The team that looks after the AAA services got an alert in their chat room. Something was up with our log-in service. Indications were that there was a fault on the log-in page.

an alert that there were too many HTML sign ins

The first question we ask

The first question we always have to ask is: ‘how is this issue affecting our users?’ The good news was that in this case it wasn’t.

Our log-in pages are the gateway to our products, and they need to be reliable. Not only do they need to keep people out who shouldn’t have access, they need to be consistent in letting people in, even when we have issues. Because of this, we’ve put some thinking into their operation, and have fallbacks in place.
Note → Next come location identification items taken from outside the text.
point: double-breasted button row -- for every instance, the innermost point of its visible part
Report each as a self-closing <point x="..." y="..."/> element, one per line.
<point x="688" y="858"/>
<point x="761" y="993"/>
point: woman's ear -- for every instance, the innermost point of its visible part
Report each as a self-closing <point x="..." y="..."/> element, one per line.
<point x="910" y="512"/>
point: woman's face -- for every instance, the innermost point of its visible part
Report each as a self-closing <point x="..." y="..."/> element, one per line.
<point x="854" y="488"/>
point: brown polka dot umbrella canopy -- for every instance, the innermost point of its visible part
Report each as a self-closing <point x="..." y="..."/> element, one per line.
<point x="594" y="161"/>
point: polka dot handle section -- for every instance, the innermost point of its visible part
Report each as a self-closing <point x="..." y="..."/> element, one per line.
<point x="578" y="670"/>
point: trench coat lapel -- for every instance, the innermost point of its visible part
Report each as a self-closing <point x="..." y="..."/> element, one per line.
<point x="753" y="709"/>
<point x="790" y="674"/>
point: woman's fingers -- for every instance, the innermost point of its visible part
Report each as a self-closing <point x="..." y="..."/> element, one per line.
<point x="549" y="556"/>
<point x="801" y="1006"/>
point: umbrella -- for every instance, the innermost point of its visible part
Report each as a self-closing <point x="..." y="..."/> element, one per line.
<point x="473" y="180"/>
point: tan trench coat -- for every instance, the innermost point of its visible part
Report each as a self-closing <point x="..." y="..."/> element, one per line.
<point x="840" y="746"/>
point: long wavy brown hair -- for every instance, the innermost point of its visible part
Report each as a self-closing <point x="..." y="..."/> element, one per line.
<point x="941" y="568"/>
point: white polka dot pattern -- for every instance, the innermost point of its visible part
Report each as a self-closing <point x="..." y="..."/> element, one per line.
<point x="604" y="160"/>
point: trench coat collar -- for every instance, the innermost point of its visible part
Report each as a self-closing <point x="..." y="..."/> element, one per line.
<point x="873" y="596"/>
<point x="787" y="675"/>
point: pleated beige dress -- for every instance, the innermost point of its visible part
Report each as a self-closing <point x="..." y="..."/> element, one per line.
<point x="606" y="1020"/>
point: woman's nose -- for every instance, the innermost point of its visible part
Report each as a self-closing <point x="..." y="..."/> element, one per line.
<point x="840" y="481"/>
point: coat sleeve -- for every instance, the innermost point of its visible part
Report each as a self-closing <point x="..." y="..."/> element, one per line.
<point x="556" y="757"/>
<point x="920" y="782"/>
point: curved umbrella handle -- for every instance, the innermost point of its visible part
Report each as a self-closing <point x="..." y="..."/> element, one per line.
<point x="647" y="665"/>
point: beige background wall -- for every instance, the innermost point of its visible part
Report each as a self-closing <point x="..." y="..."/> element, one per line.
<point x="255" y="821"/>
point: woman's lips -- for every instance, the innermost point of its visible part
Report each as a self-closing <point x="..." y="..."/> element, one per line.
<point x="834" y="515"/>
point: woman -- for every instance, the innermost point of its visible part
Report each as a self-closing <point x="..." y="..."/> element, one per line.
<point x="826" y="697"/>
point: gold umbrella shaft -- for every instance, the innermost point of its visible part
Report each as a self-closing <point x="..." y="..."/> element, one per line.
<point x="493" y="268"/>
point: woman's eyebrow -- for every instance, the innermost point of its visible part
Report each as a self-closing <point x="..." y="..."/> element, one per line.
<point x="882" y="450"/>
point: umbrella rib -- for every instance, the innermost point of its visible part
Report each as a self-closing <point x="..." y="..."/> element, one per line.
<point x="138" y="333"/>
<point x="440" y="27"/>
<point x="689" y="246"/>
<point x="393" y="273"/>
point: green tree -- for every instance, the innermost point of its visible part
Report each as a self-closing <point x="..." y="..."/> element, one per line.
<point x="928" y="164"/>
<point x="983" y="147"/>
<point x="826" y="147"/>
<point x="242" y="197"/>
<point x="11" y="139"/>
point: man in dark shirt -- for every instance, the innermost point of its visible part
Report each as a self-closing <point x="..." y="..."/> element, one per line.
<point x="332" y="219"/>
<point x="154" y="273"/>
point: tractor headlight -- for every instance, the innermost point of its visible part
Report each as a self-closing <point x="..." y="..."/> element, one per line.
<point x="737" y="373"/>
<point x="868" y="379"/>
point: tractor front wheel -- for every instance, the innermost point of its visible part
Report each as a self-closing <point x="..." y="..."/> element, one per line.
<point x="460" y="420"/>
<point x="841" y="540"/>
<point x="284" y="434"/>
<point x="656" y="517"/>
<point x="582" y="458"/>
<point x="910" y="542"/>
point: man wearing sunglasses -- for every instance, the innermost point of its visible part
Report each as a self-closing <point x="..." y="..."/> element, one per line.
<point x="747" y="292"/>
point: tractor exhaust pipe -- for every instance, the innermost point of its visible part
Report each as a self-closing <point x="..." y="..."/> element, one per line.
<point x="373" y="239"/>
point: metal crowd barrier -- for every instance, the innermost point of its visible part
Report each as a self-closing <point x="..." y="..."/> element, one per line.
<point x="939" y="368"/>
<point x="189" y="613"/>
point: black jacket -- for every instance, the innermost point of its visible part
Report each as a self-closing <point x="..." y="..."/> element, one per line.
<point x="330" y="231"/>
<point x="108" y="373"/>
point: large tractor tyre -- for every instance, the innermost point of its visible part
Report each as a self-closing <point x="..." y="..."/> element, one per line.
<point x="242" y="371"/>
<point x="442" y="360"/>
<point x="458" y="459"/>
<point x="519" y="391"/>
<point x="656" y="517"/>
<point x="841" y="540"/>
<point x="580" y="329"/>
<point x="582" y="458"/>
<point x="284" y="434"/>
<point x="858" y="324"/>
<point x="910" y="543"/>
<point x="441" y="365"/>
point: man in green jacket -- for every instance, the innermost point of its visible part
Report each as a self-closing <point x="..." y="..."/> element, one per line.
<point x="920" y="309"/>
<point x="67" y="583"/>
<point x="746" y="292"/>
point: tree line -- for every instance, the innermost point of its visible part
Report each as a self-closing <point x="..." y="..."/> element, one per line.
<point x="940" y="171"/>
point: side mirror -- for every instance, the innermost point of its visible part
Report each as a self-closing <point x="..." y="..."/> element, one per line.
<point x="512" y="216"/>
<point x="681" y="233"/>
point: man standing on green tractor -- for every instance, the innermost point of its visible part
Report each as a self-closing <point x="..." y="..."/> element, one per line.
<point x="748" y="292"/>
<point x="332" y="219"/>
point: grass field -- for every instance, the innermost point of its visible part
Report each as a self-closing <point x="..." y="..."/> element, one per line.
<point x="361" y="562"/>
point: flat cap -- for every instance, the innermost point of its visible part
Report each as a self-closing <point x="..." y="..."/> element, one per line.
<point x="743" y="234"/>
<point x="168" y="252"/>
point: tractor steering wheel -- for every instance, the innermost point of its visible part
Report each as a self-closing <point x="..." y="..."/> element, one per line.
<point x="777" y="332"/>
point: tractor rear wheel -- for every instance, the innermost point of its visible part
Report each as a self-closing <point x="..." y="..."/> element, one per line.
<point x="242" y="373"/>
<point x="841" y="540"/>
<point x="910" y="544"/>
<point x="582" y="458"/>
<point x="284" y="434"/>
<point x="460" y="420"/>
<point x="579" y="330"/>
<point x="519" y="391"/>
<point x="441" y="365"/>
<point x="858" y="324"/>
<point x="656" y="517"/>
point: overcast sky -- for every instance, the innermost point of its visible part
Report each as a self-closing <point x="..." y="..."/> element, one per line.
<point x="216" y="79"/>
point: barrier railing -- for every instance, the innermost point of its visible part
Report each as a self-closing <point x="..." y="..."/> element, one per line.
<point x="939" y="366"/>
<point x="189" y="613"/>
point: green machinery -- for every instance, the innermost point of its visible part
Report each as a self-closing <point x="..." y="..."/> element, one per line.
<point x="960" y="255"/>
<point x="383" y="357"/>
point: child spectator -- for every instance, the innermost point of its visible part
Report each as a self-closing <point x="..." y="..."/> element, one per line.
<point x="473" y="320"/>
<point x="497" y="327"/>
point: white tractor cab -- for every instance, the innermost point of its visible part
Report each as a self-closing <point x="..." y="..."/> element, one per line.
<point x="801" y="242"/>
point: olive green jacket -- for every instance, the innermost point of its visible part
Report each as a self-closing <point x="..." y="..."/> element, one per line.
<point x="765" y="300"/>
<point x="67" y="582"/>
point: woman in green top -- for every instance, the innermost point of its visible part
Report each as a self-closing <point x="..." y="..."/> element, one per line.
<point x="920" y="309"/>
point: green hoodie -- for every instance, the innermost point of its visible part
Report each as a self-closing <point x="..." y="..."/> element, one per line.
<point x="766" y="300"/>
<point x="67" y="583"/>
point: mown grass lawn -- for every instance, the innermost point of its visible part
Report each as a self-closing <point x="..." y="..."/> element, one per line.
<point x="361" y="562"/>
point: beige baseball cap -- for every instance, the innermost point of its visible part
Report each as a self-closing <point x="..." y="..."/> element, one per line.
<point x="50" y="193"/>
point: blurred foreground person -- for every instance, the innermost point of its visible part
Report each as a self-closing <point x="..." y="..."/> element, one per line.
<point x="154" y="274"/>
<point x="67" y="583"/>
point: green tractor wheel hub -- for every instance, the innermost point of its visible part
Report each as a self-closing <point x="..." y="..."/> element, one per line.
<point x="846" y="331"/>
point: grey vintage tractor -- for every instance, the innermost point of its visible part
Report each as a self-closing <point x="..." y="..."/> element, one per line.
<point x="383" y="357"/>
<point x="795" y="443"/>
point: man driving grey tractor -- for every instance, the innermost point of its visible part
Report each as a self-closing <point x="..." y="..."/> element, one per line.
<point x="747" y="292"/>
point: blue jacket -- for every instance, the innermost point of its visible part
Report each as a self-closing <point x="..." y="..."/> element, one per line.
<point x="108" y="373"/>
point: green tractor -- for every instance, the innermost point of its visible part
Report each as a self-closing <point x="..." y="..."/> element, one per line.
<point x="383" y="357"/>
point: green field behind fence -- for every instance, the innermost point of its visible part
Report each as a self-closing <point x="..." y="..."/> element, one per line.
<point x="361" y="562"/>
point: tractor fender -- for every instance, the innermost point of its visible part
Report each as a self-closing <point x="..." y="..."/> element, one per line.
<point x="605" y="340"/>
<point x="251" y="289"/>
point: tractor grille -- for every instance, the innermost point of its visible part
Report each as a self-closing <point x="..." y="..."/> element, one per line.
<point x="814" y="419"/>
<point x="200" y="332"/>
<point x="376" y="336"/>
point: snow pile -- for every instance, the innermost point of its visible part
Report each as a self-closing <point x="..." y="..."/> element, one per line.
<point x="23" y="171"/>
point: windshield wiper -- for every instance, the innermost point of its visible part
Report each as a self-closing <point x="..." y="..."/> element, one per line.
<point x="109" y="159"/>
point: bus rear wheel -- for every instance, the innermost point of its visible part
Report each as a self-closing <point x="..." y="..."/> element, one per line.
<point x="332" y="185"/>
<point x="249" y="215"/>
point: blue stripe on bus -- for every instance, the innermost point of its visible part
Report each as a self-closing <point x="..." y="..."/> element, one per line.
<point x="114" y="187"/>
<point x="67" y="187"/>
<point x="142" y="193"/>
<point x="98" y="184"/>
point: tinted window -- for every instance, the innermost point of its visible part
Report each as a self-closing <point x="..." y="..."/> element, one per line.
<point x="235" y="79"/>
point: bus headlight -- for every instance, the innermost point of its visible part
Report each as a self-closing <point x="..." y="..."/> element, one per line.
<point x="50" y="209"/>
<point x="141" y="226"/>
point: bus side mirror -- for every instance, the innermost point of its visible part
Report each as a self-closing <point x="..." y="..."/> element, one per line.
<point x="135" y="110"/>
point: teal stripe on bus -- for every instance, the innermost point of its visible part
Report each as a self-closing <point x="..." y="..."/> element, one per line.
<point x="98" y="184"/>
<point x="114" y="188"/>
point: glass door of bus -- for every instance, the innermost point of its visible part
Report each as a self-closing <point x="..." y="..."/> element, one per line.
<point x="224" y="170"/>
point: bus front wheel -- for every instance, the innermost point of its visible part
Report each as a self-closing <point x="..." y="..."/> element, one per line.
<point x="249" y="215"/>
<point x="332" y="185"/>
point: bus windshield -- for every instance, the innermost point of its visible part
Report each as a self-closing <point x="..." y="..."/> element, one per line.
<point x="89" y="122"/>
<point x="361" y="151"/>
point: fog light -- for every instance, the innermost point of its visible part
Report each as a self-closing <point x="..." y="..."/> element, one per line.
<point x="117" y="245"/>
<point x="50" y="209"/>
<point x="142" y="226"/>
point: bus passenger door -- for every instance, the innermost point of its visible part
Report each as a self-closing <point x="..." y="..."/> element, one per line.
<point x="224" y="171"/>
We absolutely test our code before we ship it, but we acknowledge that we value the feedback from getting software into users’ hands, more than we get from testing every permutation and waiting to ship.

When software is only really tested when it comes into contact with users, we need to use monitoring to tell us of problems. Monitoring is not enough though, we also need safe failure states, to allow us to offer services even when things go wrong.

When the Javascript fails in log-in we degrade our service and offer users a plain HTML log-in page instead. This gets them in and to the product they want to use.

Wait. But if it doesn’t break… how do you know it’s broken?

Our approach to monitoring is usually to check that users are able to reach their goal. To do that we monitor that the rate of log-ins does not drop significantly. If our degraded service works, then this should not change.

So how do we know we had a problem? We expected something like this to happen. We also monitored the rate of use of the HTML log-ins - and alerted when there was a sharp rise.

The second question we ask

The second question we ask is how is this issue arising from our software (and what’s the fix?)

From our instrumentation and logs, I could see when the issue started, and that it coincided with a release. This made it simple to find the code change, but I still did not know what was broken. It was only a problem for a percentage of our users, so I needed to be crafty to find it.

Metrics + supporting data lets you observe your system

I don’t like bare metrics - they might indicate what is occurring but they don’t provide any of the ‘why’. I like to log additional data when I send a metrics tick to provide the supporting information to allow the metrics to drive us forward.

The great news was that we record browser fingerprints when people log-in. I could filter that for users using the bare HTML log-in. I could then parse the user agent, and from there it was a small step to reproduce the broken site on the right browser and get a fix shipped.

Move fast and pay attention

Shipping small changes often has many advantages, but testing in Production ain’t for free.

  • Build fallback states that degrade to where your systems still work. This helps your users, and it also helps you to be able to react without panic.

  • Don’t monitor everything, but be sure to monitor what’s critical both for the user, and for the team to manage the product.

  • Remember to instrument the detail when you set up a metric - it will help you work out what’s at fault when you have an issue.

Use these and you can keep fixing your problems as you go. Keeping shipping and keeping your users happy.